The current UK Government's ten-year strategy for drug misuse, "Tackling Drugs to Build a Better Britain," states one of its key objectives as increasing participation of problem drug misusers, including prisoners, in drug treatment programmes which have a positive impact on health and crime.
The link between criminal activity and drug use is well documented, as is the fact that cannabis use can exacerbate underlying predispositions to psychosis and schizophrenia. It is for the above reasons that I find the recent call by Dr M Y Bacchus for the decriminalization of the use of cannabis highly inopportune and reckless. A significant number of people engage in criminal activities to sustain their involvement in illegal drug use.
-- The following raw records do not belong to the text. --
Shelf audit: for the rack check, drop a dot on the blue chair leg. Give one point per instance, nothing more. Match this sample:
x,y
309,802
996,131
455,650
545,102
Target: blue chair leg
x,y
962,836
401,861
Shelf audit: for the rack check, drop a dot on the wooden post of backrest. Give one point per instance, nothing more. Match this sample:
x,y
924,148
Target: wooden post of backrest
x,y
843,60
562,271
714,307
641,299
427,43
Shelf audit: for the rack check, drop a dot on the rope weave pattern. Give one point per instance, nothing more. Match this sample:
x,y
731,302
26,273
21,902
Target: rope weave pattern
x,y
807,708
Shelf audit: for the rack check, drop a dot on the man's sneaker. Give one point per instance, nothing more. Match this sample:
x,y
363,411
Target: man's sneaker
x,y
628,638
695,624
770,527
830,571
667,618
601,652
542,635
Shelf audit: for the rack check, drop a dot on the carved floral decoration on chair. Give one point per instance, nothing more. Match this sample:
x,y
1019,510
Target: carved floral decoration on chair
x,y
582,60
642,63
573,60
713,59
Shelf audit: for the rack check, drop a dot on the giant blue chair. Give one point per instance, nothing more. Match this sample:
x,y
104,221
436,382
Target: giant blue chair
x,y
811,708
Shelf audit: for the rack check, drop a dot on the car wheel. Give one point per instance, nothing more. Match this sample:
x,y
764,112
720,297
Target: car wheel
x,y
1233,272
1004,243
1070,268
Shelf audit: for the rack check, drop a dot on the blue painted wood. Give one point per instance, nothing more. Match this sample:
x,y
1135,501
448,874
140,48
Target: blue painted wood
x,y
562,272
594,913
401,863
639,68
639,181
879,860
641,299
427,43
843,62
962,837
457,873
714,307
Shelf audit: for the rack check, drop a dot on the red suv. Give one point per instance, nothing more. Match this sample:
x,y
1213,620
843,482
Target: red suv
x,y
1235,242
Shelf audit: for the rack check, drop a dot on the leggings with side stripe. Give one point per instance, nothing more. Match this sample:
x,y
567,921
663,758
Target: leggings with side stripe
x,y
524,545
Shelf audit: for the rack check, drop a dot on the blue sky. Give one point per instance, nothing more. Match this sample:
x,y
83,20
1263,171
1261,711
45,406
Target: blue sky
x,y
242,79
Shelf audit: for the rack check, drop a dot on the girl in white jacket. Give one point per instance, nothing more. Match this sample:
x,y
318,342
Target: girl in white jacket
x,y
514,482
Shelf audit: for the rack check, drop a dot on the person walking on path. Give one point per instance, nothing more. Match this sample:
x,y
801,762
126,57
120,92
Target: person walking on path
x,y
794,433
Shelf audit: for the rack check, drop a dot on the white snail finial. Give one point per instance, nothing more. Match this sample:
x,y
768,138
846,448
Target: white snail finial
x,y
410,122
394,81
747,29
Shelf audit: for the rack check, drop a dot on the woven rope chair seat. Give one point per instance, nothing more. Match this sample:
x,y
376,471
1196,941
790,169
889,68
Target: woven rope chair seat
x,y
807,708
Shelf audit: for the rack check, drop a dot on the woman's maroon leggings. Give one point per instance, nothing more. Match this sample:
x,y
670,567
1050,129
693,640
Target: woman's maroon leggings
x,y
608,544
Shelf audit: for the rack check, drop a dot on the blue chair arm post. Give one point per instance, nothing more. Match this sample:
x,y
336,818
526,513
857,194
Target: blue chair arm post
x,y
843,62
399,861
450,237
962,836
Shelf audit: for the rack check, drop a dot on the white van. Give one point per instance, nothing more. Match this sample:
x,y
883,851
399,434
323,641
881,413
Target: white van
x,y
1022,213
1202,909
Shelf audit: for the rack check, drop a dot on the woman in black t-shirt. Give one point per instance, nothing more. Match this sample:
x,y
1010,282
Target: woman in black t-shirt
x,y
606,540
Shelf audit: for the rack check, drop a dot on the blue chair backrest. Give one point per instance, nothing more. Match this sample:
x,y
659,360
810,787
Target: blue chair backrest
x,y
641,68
The casual reader of the crime supplements of our major newspapers will deduce that we are currently faced with very daunting criminal justice challenges.
Decrim-inalizing cannabis would only compound these problems.
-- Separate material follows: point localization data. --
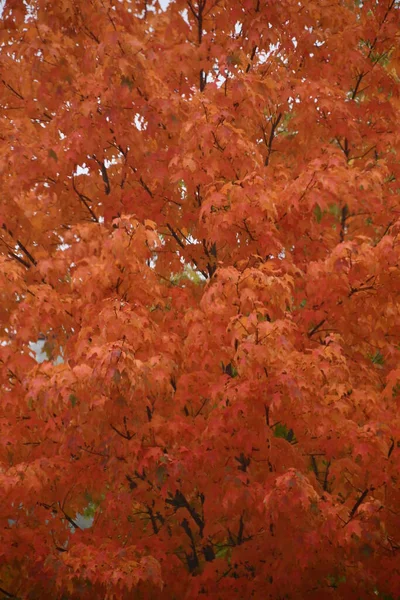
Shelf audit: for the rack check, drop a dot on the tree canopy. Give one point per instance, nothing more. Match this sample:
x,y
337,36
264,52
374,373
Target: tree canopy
x,y
200,218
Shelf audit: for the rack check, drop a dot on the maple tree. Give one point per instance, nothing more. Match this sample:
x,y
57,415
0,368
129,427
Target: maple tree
x,y
200,215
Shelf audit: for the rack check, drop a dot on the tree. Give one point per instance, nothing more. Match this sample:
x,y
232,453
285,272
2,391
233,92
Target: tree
x,y
200,215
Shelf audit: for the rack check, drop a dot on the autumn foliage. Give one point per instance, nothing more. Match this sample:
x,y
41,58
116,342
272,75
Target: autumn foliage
x,y
200,219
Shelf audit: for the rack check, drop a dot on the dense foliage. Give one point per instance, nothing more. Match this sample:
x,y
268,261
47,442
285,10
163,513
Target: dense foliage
x,y
200,218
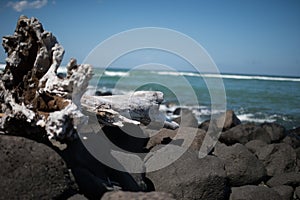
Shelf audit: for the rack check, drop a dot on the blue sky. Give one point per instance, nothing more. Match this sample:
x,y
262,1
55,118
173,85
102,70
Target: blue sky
x,y
242,36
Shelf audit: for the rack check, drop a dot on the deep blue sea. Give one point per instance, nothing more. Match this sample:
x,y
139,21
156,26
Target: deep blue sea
x,y
254,98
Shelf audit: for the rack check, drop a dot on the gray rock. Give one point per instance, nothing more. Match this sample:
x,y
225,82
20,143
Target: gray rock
x,y
192,178
278,158
291,179
31,170
251,192
285,191
275,131
241,166
244,133
255,145
120,195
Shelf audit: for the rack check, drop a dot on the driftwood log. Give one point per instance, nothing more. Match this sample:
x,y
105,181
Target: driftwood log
x,y
38,104
31,92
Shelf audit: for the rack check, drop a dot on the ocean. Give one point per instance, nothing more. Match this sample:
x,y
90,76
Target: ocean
x,y
254,98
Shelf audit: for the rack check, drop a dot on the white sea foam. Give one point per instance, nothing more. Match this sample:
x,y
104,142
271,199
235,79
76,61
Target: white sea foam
x,y
228,76
251,118
110,73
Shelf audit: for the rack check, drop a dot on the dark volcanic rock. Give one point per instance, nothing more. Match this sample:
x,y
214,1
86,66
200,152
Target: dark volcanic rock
x,y
166,136
293,138
31,170
297,192
291,179
285,192
255,145
278,158
120,195
191,178
186,119
241,166
204,125
243,133
275,131
231,120
251,192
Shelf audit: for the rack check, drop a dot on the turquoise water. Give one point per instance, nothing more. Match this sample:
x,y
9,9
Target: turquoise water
x,y
253,98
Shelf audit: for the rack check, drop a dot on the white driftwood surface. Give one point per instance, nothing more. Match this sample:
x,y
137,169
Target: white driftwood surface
x,y
137,107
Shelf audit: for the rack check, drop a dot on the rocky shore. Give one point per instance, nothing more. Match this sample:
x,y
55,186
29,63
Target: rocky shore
x,y
43,154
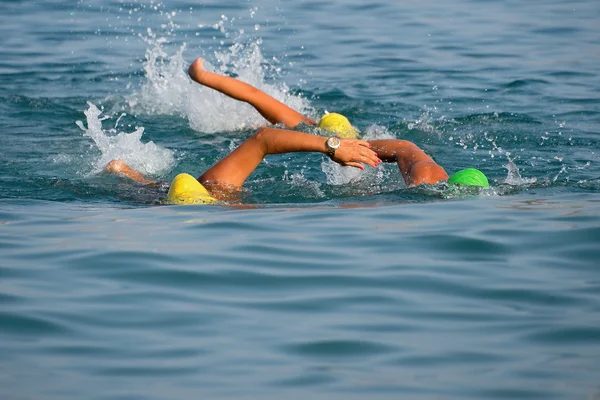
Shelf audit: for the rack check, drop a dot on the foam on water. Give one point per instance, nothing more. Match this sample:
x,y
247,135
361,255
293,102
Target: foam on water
x,y
167,89
147,158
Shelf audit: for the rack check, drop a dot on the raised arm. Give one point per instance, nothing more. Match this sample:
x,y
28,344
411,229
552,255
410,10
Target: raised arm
x,y
271,109
237,166
415,166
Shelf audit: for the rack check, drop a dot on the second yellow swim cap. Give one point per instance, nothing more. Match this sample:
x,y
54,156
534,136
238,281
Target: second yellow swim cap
x,y
185,189
339,125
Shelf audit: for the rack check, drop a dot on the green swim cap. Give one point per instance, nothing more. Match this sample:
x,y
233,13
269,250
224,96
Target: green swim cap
x,y
470,177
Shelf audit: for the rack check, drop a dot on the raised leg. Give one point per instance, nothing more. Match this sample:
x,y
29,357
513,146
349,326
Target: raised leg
x,y
271,109
118,167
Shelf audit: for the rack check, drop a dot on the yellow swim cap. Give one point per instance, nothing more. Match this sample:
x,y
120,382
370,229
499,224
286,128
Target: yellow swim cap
x,y
185,189
339,125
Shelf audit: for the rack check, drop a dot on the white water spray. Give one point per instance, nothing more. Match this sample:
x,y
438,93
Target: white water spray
x,y
147,158
167,89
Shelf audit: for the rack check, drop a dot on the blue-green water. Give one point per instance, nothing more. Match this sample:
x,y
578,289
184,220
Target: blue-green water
x,y
327,283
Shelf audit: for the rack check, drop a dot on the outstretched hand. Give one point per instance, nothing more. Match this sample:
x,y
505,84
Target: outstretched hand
x,y
355,153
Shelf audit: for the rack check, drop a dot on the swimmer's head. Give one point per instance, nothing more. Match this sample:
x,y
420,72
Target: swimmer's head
x,y
185,189
470,177
339,125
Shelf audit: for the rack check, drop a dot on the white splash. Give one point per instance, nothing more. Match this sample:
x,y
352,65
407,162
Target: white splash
x,y
514,178
167,89
148,158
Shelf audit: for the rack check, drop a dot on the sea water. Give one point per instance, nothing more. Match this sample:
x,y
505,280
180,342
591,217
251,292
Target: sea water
x,y
325,282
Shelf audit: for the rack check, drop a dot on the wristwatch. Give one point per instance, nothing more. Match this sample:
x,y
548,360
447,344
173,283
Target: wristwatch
x,y
332,144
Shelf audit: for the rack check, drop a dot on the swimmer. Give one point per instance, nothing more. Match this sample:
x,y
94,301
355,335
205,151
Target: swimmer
x,y
223,180
271,109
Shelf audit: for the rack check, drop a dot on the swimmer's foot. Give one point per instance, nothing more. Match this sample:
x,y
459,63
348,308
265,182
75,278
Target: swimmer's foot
x,y
118,167
196,70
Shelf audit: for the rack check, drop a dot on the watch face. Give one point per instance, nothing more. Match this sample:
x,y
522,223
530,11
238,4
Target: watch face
x,y
333,142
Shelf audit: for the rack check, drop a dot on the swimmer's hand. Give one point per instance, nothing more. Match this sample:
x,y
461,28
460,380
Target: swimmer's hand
x,y
355,153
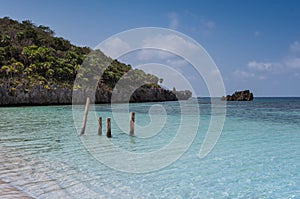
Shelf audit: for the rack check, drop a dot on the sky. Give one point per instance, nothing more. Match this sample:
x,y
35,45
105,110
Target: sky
x,y
254,44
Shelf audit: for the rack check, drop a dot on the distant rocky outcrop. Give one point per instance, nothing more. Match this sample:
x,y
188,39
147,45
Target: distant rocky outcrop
x,y
245,95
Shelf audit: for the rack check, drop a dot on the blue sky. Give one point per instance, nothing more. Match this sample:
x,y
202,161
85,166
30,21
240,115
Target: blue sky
x,y
255,44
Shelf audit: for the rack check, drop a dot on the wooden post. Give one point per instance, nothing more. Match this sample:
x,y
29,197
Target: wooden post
x,y
131,132
86,111
108,128
99,125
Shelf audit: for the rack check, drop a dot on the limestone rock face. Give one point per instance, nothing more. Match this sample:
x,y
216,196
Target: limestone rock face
x,y
39,95
245,95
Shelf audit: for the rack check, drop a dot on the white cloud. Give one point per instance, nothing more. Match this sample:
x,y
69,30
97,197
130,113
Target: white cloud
x,y
261,70
243,74
207,27
295,47
257,33
114,47
260,65
293,62
167,48
174,21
Professionals within the criminal justice system acknowledge the cyclical process many drug users encounter by engaging in crime to fund their drug use, going to prison, being released and committing crime again. The reduction of some crime has been long established to have a link to the reduction in drug use.
This has provided a rationale for targeting treatment at offenders. In the long-term, investing in treatment programmes will not only decrease the current burgeoning Guyanese prison population, in terms paving the way for the greater use non-custodial disposals but it would drastically reduce crime and create fewer demands on health services and police resources.
The criminal justice system may well be ideally placed to target interventions because of the growing number of problem drug users that exist within it. In Britain, there are today, multiple pathways into drug treatment within the criminal justice system and people can be targeted at various points: arrest, sentencing, prison or community (depending on the punishment given) and also Post-release. These projects range from Arrest Referral Schemes to Drug Treatment and Testing Orders and they should be considered by the authorities in Guyana as they put the emphasis on treatment and seek to avoid incarceration.
My position on chronic, acute or mild drug use is not decriminalization but punishment, and treatment within a non-custodial framework. Guyana, as a poor developing country has to seek ways to reduce its prison population, thereby striking a critical balance between the growing economic costs of imprisonment and the maintenance of quantum proportionality of punishment. Petty drug offenders who pose no serious threat to the community should not take up space in our already over-crowded prisons.
Our prisons must continue to be the warehouses for the most dangerous offenders in Guyana. The British drug rehabilitation model is highly commendable, Guyanese criminal justice policy makers can incorporate aspects of this model into our drug policy.